Calculating the index of refraction of a gas

[mrbling]

Question: One of the beams of an interferometer, as seen in the figure below, passes through a small glass container containing a cavity D = 1.40 cm deep.

When a gas is allowed to slowly fill the container, a total of 230 dark fringes are counted to move past a reference line. The light used has a wavelength of 600 nm. Calculate the index of refraction of the gas, assuming that the interferometer is in vacuum.

I'm not even sure where to start with this question.. any help?

 

[swansont]

Question: One of the beams of an interferometer, as seen in the figure below, passes through a small glass container containing a cavity D = 1.40 cm deep.
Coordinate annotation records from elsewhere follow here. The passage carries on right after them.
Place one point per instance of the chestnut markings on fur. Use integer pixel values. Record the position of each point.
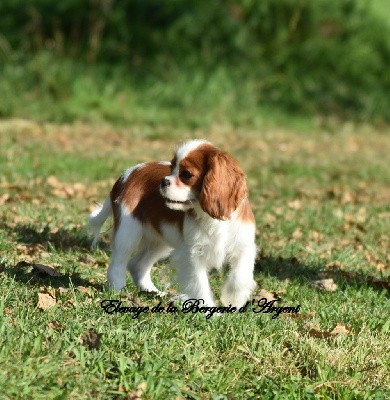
(194, 209)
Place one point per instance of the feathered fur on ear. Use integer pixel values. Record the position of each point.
(224, 186)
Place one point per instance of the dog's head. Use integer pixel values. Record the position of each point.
(200, 173)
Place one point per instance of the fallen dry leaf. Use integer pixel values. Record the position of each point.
(90, 339)
(325, 284)
(46, 270)
(263, 293)
(86, 290)
(297, 233)
(45, 301)
(379, 283)
(300, 316)
(136, 394)
(57, 326)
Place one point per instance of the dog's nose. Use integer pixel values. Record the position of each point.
(165, 182)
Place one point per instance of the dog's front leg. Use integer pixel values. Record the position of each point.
(192, 276)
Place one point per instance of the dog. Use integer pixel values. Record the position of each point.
(195, 209)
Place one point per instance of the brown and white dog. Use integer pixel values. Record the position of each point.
(195, 209)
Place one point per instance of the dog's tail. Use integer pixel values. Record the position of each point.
(97, 219)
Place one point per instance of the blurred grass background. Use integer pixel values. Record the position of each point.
(194, 62)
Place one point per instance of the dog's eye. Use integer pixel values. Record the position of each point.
(186, 174)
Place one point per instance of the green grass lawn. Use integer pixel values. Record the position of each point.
(321, 199)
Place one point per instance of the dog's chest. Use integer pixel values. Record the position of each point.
(207, 240)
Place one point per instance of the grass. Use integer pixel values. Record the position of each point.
(321, 202)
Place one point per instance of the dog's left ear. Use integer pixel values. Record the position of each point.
(224, 186)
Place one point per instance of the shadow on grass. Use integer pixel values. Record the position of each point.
(293, 269)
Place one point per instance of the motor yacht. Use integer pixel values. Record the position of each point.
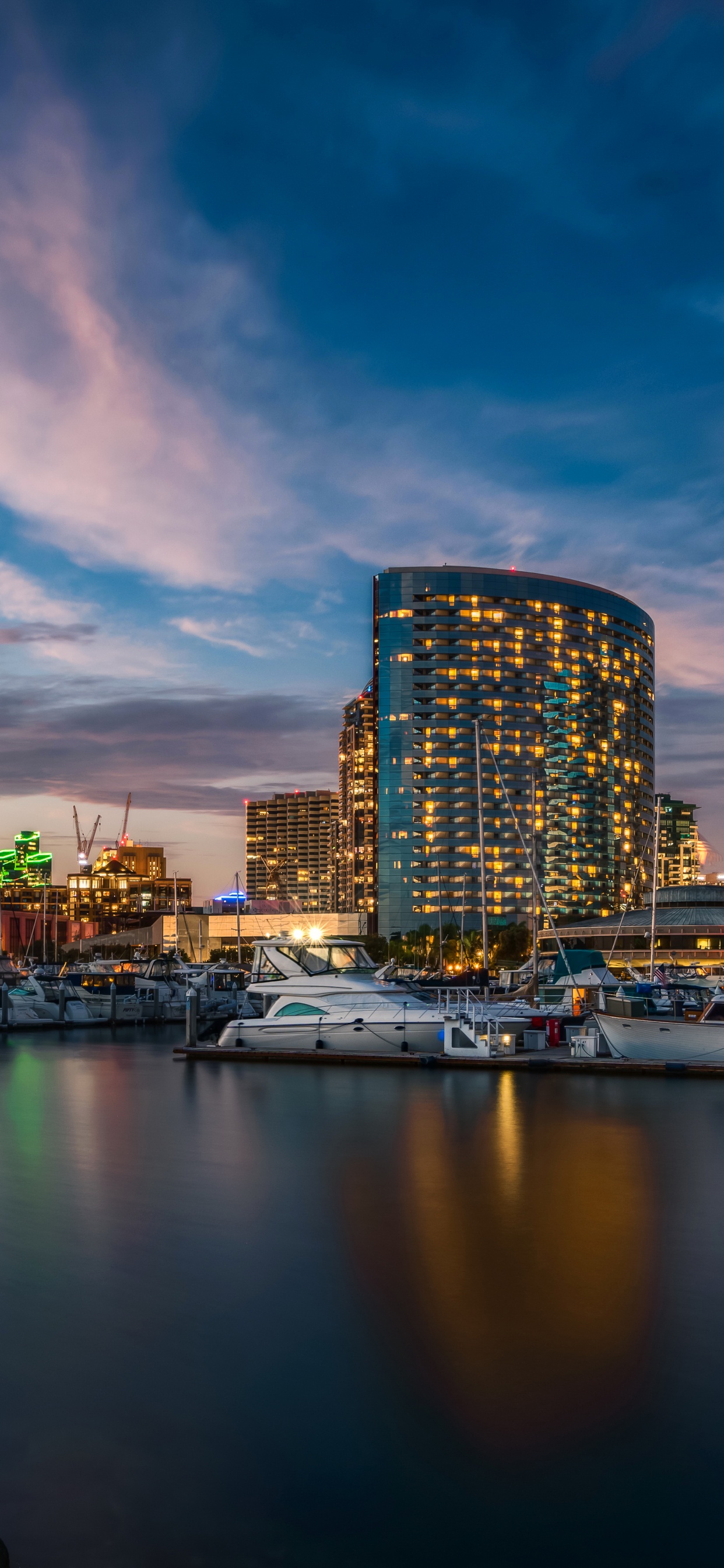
(696, 1038)
(329, 995)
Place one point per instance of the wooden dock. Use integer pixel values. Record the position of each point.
(535, 1062)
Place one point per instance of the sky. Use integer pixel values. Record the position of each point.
(295, 292)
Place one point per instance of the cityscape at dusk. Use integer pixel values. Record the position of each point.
(361, 783)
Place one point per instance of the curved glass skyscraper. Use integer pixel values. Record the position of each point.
(561, 676)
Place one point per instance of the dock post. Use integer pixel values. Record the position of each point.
(192, 1017)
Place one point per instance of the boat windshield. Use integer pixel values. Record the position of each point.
(319, 958)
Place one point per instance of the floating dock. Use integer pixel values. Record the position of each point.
(440, 1063)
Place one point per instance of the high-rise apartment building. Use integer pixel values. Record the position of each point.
(677, 844)
(290, 849)
(561, 676)
(358, 821)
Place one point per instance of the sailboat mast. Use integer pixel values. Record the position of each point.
(482, 841)
(656, 888)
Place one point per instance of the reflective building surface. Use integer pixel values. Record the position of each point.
(331, 1318)
(561, 676)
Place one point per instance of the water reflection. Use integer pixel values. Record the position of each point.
(508, 1256)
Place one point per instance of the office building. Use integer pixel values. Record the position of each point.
(290, 849)
(26, 864)
(142, 860)
(561, 676)
(110, 890)
(358, 806)
(677, 844)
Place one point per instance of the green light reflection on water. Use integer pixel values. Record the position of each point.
(24, 1103)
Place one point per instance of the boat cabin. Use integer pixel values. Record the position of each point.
(284, 958)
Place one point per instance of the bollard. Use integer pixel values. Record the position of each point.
(190, 1017)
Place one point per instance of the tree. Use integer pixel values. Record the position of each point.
(510, 947)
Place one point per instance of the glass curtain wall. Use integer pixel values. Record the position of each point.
(561, 676)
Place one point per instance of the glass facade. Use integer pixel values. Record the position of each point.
(358, 821)
(561, 676)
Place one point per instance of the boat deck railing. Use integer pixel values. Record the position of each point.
(472, 1009)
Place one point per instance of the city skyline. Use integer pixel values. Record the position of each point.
(308, 303)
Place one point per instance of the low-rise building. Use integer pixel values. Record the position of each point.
(677, 844)
(112, 890)
(690, 929)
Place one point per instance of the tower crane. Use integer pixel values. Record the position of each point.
(121, 838)
(85, 846)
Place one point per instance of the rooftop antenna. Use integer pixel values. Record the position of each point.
(121, 838)
(85, 846)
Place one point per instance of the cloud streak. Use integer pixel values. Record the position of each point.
(195, 753)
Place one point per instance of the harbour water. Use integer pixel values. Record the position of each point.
(336, 1318)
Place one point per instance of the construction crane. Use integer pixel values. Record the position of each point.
(121, 838)
(85, 846)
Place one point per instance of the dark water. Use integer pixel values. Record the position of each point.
(304, 1316)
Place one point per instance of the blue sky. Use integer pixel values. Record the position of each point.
(294, 292)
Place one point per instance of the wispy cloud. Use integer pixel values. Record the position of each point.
(99, 444)
(43, 632)
(201, 753)
(26, 598)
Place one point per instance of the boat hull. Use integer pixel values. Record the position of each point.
(369, 1038)
(651, 1040)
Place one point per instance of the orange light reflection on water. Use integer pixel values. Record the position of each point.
(510, 1258)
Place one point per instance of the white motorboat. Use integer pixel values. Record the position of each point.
(162, 987)
(90, 987)
(329, 995)
(666, 1038)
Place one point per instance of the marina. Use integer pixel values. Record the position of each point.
(185, 1208)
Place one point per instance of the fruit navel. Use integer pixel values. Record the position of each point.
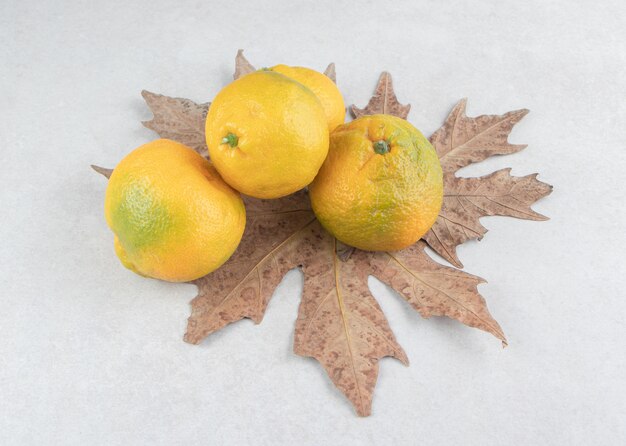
(381, 147)
(231, 139)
When a gas is allowed to slowly fill the container, a total of 230 dark fringes are counted to move past a reference line. The light used has a wavelength of 600 nm. Calculate the index of refraction of the gas, assuming that the interferometer is in vacuum.

I'm not even sure where to start with this question.. any help?
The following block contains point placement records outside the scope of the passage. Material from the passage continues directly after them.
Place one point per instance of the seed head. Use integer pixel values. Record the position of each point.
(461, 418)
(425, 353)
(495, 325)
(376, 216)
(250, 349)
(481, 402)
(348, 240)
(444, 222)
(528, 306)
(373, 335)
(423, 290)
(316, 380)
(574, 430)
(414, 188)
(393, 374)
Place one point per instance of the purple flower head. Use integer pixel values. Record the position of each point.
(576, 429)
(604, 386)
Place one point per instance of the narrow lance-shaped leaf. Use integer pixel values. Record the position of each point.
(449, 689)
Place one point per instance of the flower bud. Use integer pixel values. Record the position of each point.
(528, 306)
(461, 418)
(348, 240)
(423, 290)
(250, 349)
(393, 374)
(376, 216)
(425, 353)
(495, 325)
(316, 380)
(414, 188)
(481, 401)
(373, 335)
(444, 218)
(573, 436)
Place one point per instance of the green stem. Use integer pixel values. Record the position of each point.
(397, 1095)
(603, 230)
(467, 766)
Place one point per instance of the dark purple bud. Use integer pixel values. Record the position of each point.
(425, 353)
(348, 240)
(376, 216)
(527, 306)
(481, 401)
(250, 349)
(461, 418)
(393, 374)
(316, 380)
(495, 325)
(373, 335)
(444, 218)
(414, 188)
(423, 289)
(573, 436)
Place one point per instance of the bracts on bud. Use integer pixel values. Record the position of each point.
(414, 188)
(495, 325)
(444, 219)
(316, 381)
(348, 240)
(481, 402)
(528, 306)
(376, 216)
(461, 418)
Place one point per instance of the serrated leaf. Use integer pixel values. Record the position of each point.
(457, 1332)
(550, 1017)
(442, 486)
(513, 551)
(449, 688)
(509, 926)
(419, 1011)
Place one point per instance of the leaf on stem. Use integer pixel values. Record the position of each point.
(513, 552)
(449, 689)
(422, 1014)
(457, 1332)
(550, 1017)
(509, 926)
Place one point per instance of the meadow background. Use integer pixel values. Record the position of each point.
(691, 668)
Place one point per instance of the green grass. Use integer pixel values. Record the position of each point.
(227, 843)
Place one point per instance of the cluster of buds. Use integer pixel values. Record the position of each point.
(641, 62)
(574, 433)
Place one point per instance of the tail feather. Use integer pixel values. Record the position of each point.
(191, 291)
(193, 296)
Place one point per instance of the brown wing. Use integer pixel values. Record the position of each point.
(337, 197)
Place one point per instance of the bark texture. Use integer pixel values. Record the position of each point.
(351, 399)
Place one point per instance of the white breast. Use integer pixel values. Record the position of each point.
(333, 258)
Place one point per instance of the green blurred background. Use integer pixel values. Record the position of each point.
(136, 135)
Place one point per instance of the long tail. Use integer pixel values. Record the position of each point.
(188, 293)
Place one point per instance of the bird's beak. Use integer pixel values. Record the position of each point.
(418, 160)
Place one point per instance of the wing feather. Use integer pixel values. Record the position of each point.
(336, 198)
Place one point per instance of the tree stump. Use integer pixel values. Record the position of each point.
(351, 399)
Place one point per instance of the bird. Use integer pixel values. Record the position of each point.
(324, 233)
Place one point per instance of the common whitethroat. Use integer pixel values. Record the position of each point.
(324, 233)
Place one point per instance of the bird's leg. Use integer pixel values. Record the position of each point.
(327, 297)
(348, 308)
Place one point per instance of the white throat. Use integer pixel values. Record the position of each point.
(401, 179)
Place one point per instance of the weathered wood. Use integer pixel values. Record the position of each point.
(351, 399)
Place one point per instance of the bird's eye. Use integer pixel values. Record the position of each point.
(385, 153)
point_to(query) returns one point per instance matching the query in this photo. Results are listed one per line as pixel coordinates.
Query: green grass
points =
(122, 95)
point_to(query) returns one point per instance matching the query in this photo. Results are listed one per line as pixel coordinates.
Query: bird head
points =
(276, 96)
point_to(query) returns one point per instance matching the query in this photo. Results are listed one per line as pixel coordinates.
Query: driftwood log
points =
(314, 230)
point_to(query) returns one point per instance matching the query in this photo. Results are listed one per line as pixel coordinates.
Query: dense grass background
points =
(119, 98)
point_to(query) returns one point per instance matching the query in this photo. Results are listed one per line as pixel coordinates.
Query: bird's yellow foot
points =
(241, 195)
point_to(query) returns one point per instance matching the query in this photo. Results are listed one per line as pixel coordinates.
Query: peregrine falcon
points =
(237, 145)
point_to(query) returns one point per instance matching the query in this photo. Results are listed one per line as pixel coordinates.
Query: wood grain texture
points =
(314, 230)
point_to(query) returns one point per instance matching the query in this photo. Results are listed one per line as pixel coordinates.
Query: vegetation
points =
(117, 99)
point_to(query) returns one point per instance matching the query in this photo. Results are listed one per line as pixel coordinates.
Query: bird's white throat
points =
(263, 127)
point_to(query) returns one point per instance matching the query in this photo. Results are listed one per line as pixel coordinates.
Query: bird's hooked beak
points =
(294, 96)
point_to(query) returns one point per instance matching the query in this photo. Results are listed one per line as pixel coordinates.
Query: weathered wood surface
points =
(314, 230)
The wavelength of light in a medium is lambda/n, so the total number of wavelengths contained in the region with the gas gets bigger. IOW, its optical path length gets longer. This is what causes the fringes.

 

[mrbling]

swansont,

thanks for your response..

from the information given, I know that:

dark bands occur at: 2t=m lambda (where t is thickness)
m(order) =230
lambda(in vacuum) = 600nm

from what you mentioned, the light going through the gas chamber will have change wavelengths.. and that wavelength is proportional to the index of refraction (via: lambda(in gas) = lambda(in air)/n)

so my question is: how does the 1.4cm cavity figure into things?
Thanks

 

[swansont]

swansont,
so my question is: how does the 1.4cm cavity figure into things?
Thanks

How many wavelengths fit into the cavity before and after the gas is introduced? That's the reason for the fringes, so the length has to be known.